If there's one thing I've been trying to pound home about the frequent iPhone-on-Verizon rumor, it's this: it won't happen because the technology underlying Verizon's wireless network, CDMA, is incompatible with the iPhone. There's only been one version of each of the iPhone models made, and that's based on GSM, a rival wireless standard. GSM is used around the world, whereas CDMA is much less widely deployed. In order to sell a Verizon iPhone, Apple would have to build a new handset model, with a CDMA-capable chip, and would have to deal with CDMA-licensing issues to boot -- something the company has shown no inclination to do. The coming 4G networks will be backwards compatible with GSM, not CDMA, and CDMA has been publicly slagged by Apple as a dead end.
I touched on some of these issues this past summer when I discussed Apple's entry into the Chinese mobile phone network. Apple is partnering with China Unicom, not the much larger China Mobile, not least because China Unicom has a 3G network and China Mobile uses -- you guessed it -- CDMA (though it's a CDMA variant that's incompatible with Verizon or any other network). At the time I pegged this as more proof that the iPhone on Verizon is a pipe dream. Apple would go into China with the same phones it was selling everywhere else.
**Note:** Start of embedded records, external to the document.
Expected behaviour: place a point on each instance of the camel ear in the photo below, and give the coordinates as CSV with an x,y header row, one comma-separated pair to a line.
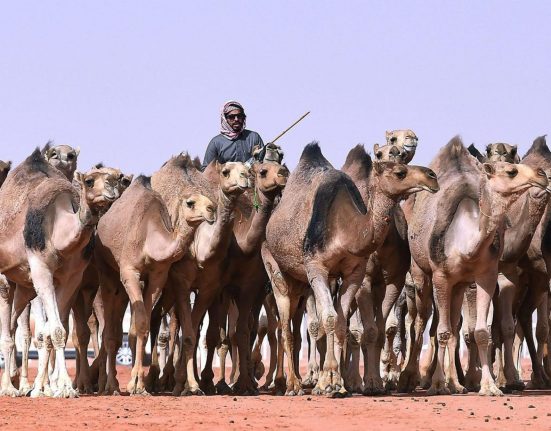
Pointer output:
x,y
379,167
78,177
488,169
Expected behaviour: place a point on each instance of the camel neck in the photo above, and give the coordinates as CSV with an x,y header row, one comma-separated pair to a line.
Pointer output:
x,y
372,228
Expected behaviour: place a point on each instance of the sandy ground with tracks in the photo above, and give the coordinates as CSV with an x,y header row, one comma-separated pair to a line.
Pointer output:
x,y
530,410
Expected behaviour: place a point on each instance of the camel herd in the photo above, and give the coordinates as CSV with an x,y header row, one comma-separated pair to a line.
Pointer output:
x,y
367,254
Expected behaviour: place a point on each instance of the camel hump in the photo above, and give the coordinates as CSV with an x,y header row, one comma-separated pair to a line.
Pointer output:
x,y
539,147
358,155
473,151
334,181
312,157
144,181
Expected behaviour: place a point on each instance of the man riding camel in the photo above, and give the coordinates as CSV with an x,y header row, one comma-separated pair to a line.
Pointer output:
x,y
234,143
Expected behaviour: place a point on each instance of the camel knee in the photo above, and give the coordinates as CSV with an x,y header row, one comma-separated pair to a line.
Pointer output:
x,y
443,338
482,337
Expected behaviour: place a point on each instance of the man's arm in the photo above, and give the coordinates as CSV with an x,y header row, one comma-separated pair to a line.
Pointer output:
x,y
211,154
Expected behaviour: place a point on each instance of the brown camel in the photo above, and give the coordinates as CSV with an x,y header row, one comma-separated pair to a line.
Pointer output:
x,y
49,258
245,278
202,269
136,245
321,229
4,169
385,274
475,200
62,157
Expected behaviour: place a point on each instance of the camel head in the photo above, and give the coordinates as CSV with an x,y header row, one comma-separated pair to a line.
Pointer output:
x,y
509,179
124,180
406,139
398,180
502,153
62,157
4,169
99,187
196,208
391,153
234,177
269,176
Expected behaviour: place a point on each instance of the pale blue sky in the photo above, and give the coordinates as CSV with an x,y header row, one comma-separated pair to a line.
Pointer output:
x,y
133,82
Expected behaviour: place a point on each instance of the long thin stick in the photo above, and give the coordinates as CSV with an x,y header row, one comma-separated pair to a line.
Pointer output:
x,y
290,127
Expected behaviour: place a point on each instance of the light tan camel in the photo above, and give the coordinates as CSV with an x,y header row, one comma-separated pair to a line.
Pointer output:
x,y
49,258
319,230
62,157
136,245
385,273
536,274
206,264
475,200
245,278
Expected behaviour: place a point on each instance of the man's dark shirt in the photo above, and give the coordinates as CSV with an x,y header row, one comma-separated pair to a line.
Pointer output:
x,y
225,150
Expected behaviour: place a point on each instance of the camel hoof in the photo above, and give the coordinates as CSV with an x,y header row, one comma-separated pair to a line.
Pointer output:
x,y
207,387
438,389
515,386
490,390
222,388
9,392
189,392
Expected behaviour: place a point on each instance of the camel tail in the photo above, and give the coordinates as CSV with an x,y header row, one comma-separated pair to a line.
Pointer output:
x,y
144,181
539,147
359,155
316,232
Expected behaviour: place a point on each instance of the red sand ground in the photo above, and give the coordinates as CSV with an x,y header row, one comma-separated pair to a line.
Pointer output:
x,y
531,409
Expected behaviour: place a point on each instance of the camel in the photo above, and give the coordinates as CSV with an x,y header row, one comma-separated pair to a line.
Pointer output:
x,y
62,157
202,269
476,199
321,229
385,272
536,275
49,258
246,277
136,245
4,169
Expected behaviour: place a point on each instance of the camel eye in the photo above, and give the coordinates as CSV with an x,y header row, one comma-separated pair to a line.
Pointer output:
x,y
401,175
512,172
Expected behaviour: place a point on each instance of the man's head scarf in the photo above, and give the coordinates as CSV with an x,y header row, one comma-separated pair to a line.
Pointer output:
x,y
225,128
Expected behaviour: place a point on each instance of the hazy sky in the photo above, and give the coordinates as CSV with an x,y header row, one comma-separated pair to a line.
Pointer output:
x,y
133,82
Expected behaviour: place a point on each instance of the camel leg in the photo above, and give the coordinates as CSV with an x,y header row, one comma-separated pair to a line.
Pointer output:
x,y
313,323
212,338
82,310
353,378
152,378
474,373
443,292
271,311
25,328
419,304
539,380
7,337
373,383
115,301
485,288
507,287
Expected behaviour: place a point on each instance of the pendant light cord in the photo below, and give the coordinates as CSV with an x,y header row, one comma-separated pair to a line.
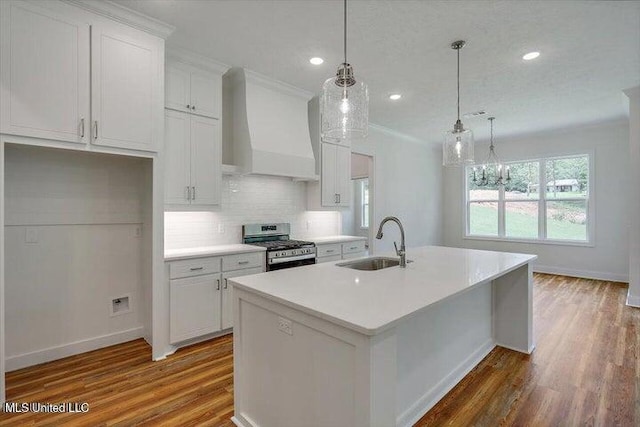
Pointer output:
x,y
345,31
458,50
491,121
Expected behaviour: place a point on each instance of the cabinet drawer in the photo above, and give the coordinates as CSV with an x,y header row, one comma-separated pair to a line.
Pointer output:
x,y
328,250
352,247
240,261
331,258
194,267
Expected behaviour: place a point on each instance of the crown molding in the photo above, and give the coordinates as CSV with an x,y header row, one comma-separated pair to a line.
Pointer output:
x,y
397,134
240,74
125,16
197,60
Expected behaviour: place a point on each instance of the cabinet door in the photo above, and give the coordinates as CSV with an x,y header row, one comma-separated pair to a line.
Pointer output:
x,y
178,88
177,139
206,161
44,74
194,307
343,175
328,175
205,94
125,90
227,293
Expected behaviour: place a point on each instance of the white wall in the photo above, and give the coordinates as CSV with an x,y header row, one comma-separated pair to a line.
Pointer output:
x,y
246,200
608,259
634,197
407,183
84,210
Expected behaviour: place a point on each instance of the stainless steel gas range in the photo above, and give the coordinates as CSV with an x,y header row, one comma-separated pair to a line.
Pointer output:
x,y
282,252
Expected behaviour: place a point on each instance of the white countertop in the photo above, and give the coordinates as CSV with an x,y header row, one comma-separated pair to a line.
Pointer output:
x,y
202,251
370,302
333,239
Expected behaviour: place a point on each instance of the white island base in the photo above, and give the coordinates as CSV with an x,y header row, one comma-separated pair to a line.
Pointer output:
x,y
304,355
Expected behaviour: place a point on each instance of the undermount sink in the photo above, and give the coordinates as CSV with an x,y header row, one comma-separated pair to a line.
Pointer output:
x,y
371,264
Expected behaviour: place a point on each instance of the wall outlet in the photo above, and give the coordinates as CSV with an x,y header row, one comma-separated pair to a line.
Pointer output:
x,y
31,235
284,325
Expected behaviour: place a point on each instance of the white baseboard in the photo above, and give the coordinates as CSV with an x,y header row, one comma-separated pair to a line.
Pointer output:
x,y
633,300
586,274
20,361
175,346
431,397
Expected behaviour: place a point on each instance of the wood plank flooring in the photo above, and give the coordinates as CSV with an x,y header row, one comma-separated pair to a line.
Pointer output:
x,y
585,371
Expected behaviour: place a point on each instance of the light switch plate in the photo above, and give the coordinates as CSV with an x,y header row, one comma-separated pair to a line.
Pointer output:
x,y
31,235
284,325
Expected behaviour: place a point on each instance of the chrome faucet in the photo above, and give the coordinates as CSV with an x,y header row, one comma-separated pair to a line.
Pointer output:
x,y
402,252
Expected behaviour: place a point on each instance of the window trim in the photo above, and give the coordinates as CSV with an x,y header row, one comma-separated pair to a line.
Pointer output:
x,y
361,203
542,206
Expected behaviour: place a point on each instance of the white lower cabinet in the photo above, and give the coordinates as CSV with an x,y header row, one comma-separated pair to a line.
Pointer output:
x,y
194,306
331,252
201,297
227,293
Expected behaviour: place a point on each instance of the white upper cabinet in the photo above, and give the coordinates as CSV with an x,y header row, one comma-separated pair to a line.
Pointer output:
x,y
193,168
44,75
335,175
70,75
206,161
125,79
177,88
192,90
206,98
177,172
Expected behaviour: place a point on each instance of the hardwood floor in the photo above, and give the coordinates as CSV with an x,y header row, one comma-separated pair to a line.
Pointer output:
x,y
585,371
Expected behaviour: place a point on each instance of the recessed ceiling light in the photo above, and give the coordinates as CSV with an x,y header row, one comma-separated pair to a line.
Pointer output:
x,y
531,55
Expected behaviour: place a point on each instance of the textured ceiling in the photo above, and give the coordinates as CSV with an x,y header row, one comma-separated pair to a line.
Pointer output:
x,y
590,53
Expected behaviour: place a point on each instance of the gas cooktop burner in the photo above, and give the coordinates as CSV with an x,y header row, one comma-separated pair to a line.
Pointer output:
x,y
275,245
282,252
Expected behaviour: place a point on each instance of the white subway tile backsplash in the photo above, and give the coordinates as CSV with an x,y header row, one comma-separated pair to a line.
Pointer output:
x,y
245,200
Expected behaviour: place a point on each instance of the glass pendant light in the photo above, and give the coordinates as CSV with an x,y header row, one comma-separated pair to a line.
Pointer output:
x,y
344,105
492,165
458,143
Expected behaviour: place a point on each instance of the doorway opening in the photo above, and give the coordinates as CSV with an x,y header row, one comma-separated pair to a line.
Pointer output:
x,y
358,220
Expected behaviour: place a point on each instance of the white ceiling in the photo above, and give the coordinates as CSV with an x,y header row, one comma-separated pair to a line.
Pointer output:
x,y
590,51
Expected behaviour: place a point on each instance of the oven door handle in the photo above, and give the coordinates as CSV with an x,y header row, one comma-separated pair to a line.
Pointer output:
x,y
293,258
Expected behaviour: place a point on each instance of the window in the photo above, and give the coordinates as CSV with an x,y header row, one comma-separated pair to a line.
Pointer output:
x,y
364,203
546,199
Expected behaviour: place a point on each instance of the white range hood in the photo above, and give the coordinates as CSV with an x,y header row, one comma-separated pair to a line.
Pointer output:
x,y
270,126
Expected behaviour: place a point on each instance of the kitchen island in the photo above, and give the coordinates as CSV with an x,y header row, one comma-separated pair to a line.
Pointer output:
x,y
324,345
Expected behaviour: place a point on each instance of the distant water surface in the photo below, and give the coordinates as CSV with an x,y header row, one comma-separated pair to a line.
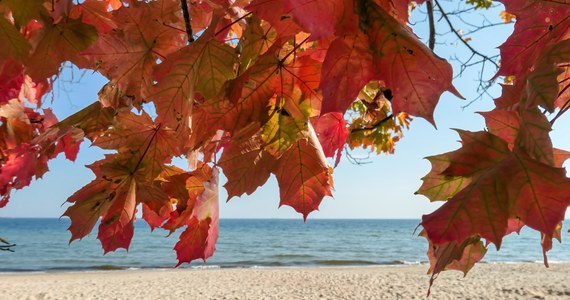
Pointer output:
x,y
42,245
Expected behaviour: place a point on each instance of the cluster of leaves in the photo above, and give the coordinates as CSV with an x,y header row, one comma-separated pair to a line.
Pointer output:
x,y
263,88
508,176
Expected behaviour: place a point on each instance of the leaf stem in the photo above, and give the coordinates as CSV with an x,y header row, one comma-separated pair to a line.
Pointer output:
x,y
294,50
232,23
147,147
388,117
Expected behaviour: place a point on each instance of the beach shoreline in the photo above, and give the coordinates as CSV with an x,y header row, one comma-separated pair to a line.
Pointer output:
x,y
485,281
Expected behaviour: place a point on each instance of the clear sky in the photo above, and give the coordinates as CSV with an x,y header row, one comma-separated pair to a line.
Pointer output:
x,y
383,188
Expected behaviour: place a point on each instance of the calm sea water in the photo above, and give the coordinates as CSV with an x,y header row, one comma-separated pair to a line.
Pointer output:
x,y
42,245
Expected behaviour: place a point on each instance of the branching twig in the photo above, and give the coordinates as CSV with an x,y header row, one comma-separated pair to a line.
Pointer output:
x,y
187,20
483,56
356,160
431,25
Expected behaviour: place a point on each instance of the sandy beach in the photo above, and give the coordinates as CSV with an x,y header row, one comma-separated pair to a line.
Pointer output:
x,y
486,281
Except that turns out not to be true. The Chinese iPhones are GSM phones, all right -- but they lack Wi-Fi capabilities, which is a huge gap. This is because Apple wouldn't put China's WAPI authentication technology into the phone (WAPI not being a recognized standard, and a possible back door to government surveillance to boot). The AP story on the subject has China Unicom promising a resolution later this year; it will be interesting to see if the phones already have Wi-Fi-capable hardware, in which case once this tiff is resolved Wi-Fi can be activated with a simple software update. But if not -- if there really isn't any Wi-Fi capable hardware in the guts of the phones being sold in China -- then it seems that Apple is willing to make devices specialized for different markets, if the price is right.